When we talk about heating our home, I for one typically think of a heat pump or forced air furnace. You know, the ones we have to change out the filters on and the ones we can hear kick on and push out air every time.
There is another option some of you may or may not be aware of. A Boiler. Not not a boiler that you heat noodles over or water for your tea, a boiler designed to heat your home and keep you warm. One that is more common in older buildings, multi family buildings such as apartments or condos and in older buildings. There are two slightly different systems in the boiler family. One that simply creates hot water and one that creates steam, with both ultimately being pushed through pipes to the radiators for heating the rooms. Don't worry, your home isn't going to rise to the temperature of actual boiling water as it is still controlled by a thermostat.
This system performs the same way it reads; it BOILS water. The hot water or steam rises and is pushed throughout pipes via a pump but instead of just a vent at the end of each run, there is a radiator or convector before the heat makes its pass into the rooms. You have probably seen these before and didnt even realize what they were for (see the image below). Steam will cool and condense, returning back to the heater from once it came to be reheated all over again. These systems can run off of natural gas, oil, electric or wood (Gas or Oil appearing to be the most common). The only unique fuel there being wood as furnaces do not operate off of wood; that is a job for a wood burning stove or fireplace.

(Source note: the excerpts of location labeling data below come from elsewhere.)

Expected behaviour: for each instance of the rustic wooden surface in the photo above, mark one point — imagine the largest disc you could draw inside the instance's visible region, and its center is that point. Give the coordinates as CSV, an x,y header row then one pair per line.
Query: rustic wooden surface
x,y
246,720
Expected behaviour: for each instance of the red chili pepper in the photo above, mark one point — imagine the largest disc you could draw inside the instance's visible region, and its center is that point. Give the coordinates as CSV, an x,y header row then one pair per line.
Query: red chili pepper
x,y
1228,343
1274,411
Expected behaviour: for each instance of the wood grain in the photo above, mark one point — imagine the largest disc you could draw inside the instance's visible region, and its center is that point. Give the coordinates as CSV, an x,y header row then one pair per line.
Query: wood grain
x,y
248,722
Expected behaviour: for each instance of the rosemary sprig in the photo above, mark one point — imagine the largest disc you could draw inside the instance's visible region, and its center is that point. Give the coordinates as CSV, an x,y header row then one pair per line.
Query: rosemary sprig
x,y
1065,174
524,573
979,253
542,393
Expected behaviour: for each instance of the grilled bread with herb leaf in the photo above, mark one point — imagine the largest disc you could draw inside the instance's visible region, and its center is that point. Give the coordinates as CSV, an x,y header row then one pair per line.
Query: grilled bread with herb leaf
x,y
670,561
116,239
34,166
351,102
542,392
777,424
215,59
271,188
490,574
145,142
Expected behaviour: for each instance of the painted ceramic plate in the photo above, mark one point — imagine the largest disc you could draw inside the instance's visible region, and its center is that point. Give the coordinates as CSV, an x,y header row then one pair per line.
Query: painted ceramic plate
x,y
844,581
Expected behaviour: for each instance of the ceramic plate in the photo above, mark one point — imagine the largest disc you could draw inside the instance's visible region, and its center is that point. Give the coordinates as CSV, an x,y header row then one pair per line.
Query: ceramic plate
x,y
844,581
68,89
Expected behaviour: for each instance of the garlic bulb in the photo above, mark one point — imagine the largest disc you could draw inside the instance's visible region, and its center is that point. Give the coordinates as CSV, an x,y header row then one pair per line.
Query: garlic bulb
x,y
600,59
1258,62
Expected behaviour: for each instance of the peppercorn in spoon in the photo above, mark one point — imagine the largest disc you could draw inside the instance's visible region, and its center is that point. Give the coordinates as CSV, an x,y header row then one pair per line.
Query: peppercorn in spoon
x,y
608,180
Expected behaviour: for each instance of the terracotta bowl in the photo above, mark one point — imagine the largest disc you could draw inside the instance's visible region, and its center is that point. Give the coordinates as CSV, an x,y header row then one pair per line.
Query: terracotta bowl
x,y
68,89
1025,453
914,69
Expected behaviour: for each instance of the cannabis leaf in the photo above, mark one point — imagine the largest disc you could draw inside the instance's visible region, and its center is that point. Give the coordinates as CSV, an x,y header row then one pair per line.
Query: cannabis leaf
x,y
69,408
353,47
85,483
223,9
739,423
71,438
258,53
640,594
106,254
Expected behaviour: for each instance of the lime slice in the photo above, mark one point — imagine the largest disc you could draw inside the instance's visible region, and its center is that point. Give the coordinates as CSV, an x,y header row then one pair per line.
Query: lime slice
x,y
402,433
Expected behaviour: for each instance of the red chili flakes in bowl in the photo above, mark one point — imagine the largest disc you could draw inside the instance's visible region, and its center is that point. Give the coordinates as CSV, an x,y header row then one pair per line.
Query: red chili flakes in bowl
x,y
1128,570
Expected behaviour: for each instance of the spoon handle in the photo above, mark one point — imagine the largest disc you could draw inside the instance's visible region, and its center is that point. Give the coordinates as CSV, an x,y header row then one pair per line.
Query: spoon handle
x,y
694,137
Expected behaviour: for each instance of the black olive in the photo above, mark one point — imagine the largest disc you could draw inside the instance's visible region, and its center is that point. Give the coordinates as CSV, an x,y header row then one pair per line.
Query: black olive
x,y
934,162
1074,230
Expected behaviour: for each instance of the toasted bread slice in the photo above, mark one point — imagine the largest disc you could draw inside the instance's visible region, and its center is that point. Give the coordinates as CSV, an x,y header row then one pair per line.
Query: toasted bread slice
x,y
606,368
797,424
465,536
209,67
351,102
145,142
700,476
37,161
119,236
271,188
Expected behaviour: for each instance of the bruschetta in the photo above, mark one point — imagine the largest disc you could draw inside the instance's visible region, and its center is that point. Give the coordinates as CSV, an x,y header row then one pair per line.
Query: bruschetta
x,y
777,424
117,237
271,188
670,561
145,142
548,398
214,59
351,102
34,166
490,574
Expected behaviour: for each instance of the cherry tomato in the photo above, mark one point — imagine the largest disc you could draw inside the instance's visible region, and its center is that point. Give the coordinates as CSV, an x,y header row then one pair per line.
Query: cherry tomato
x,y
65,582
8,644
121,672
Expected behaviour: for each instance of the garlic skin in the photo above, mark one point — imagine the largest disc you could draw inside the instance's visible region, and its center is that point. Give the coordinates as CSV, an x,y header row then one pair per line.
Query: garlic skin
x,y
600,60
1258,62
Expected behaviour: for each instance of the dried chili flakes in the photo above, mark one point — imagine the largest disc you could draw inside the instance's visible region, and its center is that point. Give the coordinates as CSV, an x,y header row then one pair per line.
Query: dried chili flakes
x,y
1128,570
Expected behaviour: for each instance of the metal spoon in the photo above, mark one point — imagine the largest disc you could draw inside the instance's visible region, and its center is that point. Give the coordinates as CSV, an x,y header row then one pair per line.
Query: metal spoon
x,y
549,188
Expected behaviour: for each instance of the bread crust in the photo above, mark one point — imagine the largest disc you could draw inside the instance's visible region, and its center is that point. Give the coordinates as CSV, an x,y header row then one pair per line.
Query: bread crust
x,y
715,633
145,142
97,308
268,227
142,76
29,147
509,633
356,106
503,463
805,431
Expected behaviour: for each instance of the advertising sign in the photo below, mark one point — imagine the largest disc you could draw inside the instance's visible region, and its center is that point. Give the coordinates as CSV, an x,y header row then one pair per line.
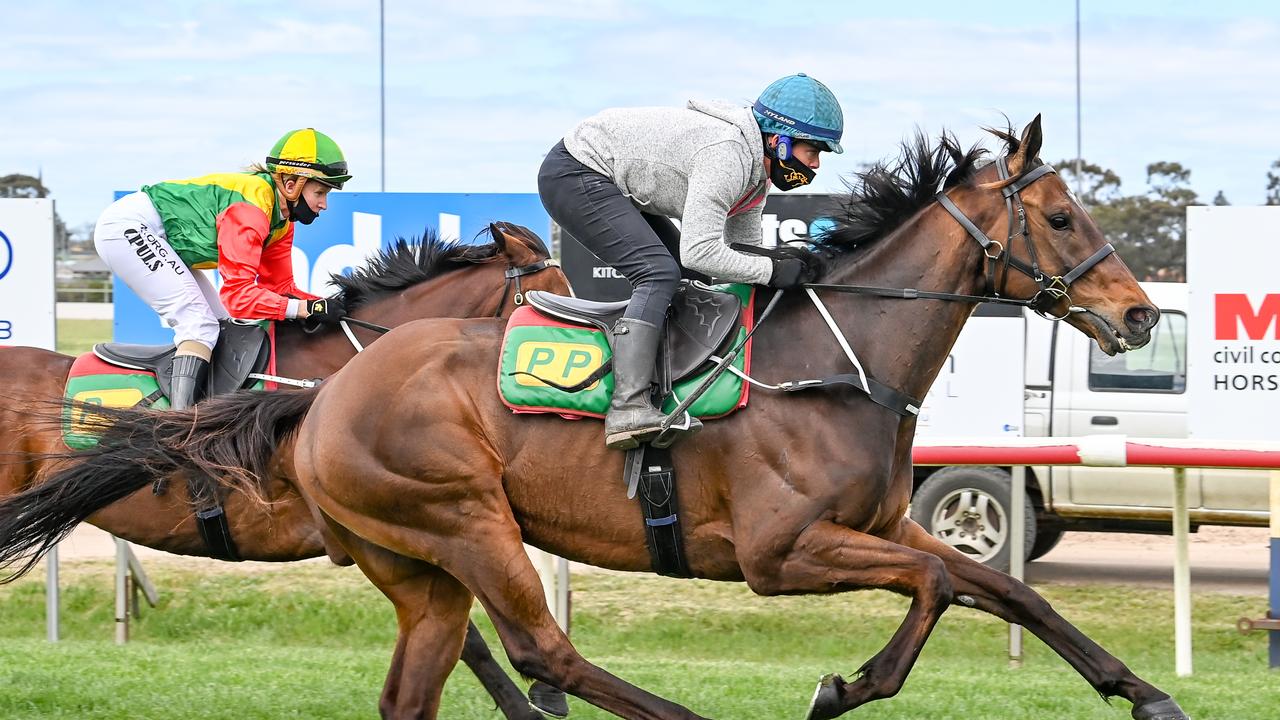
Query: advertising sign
x,y
353,228
1233,336
27,273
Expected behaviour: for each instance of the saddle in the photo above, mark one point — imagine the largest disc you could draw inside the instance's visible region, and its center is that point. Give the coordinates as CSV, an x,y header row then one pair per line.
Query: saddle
x,y
242,349
699,324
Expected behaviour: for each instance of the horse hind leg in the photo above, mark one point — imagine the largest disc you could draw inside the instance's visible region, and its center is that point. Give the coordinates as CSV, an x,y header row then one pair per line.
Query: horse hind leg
x,y
1013,601
433,611
496,568
827,557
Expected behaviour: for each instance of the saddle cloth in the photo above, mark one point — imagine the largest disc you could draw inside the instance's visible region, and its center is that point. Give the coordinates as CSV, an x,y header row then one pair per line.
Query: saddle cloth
x,y
127,376
556,349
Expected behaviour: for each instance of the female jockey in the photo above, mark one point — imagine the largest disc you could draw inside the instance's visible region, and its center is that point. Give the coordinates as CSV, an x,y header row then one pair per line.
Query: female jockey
x,y
615,181
241,223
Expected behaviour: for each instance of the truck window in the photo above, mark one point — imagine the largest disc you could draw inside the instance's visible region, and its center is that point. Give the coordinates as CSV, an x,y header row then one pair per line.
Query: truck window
x,y
1160,367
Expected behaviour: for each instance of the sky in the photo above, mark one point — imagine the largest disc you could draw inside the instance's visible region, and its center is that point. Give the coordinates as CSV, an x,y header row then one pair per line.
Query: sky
x,y
104,96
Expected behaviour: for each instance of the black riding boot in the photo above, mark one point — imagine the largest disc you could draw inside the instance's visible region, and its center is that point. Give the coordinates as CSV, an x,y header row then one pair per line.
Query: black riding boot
x,y
632,418
190,374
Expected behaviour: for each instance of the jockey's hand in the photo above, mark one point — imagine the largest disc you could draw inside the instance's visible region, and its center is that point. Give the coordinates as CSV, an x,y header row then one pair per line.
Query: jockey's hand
x,y
325,310
791,272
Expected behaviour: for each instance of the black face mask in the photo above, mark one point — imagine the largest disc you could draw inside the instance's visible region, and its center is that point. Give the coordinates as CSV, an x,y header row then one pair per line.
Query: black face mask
x,y
301,212
790,173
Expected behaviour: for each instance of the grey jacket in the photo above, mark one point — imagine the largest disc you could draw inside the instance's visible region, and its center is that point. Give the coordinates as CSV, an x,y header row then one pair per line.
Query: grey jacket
x,y
691,163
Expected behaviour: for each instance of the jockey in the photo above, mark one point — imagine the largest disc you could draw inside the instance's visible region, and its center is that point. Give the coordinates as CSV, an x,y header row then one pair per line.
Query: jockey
x,y
615,181
240,223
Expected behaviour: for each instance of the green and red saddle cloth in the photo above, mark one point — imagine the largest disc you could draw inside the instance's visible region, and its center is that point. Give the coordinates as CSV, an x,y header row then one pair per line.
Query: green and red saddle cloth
x,y
540,347
94,381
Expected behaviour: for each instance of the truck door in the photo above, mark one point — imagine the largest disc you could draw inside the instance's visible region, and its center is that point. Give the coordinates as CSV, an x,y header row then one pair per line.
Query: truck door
x,y
1137,393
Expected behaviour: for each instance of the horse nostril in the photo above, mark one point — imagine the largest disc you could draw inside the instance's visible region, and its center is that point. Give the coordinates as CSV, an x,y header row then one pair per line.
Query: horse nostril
x,y
1141,318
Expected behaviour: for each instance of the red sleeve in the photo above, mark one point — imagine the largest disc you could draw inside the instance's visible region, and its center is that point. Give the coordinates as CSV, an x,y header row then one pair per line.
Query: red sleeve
x,y
275,270
242,229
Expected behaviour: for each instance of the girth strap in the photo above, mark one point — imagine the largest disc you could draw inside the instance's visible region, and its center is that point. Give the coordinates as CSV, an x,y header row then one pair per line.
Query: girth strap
x,y
650,474
216,533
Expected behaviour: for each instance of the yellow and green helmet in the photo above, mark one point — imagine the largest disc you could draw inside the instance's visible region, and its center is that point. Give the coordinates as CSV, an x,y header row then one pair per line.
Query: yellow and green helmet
x,y
311,154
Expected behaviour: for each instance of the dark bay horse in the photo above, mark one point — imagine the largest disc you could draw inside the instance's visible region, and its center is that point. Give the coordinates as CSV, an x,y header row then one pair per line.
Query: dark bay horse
x,y
405,282
430,483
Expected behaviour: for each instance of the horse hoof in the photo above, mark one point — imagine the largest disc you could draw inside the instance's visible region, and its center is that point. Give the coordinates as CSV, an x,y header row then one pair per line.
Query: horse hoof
x,y
1160,710
826,698
547,700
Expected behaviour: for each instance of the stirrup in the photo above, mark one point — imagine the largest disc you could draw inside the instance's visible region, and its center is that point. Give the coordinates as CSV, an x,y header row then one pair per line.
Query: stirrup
x,y
677,431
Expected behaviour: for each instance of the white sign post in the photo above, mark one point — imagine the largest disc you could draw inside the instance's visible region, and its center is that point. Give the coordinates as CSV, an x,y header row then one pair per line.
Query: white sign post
x,y
27,311
27,273
1233,342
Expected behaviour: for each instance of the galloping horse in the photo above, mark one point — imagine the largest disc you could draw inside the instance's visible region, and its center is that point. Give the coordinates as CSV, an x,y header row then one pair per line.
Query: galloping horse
x,y
405,282
430,483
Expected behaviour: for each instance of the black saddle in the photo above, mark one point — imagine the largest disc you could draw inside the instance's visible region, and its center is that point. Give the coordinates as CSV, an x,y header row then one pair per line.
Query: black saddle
x,y
699,324
242,349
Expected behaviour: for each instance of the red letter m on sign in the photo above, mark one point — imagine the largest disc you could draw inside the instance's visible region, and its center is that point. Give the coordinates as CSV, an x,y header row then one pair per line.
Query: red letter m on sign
x,y
1233,309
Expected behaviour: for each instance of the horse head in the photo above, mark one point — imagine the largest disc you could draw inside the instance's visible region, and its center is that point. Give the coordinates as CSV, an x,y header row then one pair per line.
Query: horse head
x,y
1055,254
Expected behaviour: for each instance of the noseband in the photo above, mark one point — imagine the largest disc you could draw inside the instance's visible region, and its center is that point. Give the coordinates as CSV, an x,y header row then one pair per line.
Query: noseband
x,y
513,274
1052,288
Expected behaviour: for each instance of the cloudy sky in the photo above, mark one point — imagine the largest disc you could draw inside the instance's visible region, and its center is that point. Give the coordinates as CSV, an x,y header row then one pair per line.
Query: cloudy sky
x,y
100,96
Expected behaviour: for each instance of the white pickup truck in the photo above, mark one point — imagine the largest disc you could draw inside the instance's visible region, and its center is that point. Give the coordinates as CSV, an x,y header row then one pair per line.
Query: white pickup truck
x,y
1073,390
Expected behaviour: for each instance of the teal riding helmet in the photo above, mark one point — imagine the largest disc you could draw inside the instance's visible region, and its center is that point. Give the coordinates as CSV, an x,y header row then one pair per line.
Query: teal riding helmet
x,y
801,108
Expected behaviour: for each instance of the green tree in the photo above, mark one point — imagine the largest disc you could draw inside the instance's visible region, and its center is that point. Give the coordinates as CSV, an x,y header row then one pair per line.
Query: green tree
x,y
1096,186
1150,229
1274,183
27,186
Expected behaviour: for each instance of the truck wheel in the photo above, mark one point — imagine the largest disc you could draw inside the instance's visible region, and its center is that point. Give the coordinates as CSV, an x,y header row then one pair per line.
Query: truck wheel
x,y
1046,540
968,509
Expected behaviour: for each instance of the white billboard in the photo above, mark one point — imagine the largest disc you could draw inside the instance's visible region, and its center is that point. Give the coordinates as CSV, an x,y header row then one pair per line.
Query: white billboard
x,y
1233,317
27,272
979,391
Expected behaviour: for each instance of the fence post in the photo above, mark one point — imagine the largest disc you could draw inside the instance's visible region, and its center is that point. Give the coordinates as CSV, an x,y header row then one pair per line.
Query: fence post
x,y
1182,577
1016,552
1274,636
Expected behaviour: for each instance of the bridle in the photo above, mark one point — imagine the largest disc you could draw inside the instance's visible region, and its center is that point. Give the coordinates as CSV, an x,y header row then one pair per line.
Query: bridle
x,y
513,274
1052,288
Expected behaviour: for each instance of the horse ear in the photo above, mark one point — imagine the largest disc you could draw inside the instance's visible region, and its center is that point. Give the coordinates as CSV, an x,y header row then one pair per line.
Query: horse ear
x,y
1028,147
499,238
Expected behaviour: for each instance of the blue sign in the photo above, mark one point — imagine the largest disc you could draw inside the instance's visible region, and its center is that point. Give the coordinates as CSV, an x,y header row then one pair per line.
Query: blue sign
x,y
5,255
356,226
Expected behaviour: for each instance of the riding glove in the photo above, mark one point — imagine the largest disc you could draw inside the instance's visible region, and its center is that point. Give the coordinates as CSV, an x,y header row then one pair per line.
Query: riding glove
x,y
791,272
325,310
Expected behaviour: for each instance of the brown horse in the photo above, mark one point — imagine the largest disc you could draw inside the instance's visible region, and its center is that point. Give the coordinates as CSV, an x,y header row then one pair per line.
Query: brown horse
x,y
405,282
430,483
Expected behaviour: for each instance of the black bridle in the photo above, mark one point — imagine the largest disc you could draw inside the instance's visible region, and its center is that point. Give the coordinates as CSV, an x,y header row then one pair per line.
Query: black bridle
x,y
513,274
1052,288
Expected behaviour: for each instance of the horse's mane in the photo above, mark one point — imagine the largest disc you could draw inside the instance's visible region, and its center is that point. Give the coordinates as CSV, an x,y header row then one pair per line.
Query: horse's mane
x,y
407,263
890,192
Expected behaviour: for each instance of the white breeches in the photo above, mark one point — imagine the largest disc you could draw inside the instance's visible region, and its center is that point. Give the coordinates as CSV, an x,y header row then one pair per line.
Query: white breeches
x,y
129,237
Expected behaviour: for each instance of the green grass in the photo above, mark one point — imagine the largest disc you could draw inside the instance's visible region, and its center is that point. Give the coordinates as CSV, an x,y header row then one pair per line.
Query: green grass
x,y
312,641
80,336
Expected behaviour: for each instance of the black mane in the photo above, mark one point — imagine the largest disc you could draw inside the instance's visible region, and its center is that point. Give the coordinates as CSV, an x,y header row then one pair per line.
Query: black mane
x,y
407,263
888,194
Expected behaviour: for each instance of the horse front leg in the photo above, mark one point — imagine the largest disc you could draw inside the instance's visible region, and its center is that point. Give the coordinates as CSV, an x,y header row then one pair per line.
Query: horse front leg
x,y
1013,601
830,557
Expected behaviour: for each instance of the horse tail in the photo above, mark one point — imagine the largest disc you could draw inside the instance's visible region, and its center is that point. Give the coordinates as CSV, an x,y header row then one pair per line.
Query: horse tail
x,y
229,438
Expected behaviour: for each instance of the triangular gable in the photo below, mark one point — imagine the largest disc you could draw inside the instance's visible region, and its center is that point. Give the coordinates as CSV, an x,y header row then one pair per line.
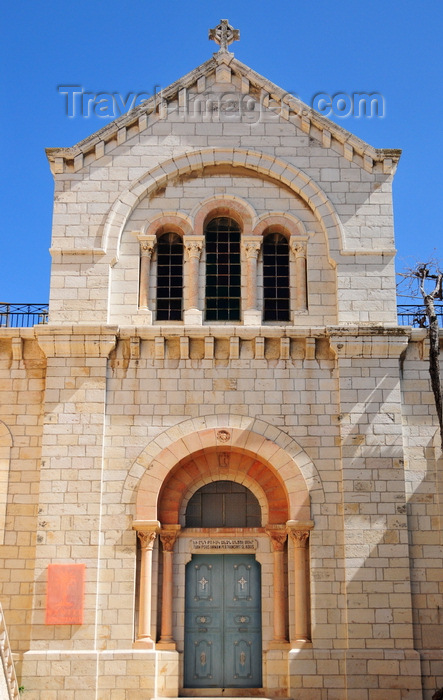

Advantages of the boiler over a furnace:
- Boilers are more efficient in that they burn less fuel to heat (heating water is more efficient than heating air)
- The heat is more consistent with the heat/steam of the hot water being pushed out at a steady pace, less risk of HOT/COLD room syndrome
- Less noise since the heated air isn't being forced through the system
- Less moving parts means less maintenance (No more forgetting to change that dirty filter)
- Less moving parts also means increased longevity and reliability when properly maintained.
- Increased IAQ over furnace: second benefit to not forcing air through the system is you also wont be blowing around dust and allergens, plus this system acts as a 2 in 1 furnace and humidifier.
- While mid range boilers are comparable to mid range furnaces in upfront price, comparing high efficiency systems is not so friendly for boilers.
- Don't expect an immediate or quick change in temperature when you adjust the thermostat
- The installation is more complex which might not be a great thing for DIY'ers like myself
- With a different duct system than a furnace or central air, the conversion from or to a boiler is not a cheap burden.
- With anything that holds water you run the chance of leaks and depending on the nearby surfaces, this could create a lot of damage
- If you were in a situation where your energy source went out in the home and it got below freezing, the water and pipes can run the risk of freezing
- Maybe the biggest CON I can find, a boiler only heats and the duct work is not interchangeable with a separate A/C unit as it is with a furnace
The decision comes down to each of you and your unique situations. There are pro's and con's to everything so just do your homework and make sure to ask your contractor about their thoughts on a boiler system when it comes time to update your current boiler or furnace.
Would the 16 seed - Boiler win out over the 1 seed - Furnace in your HVAC bracket?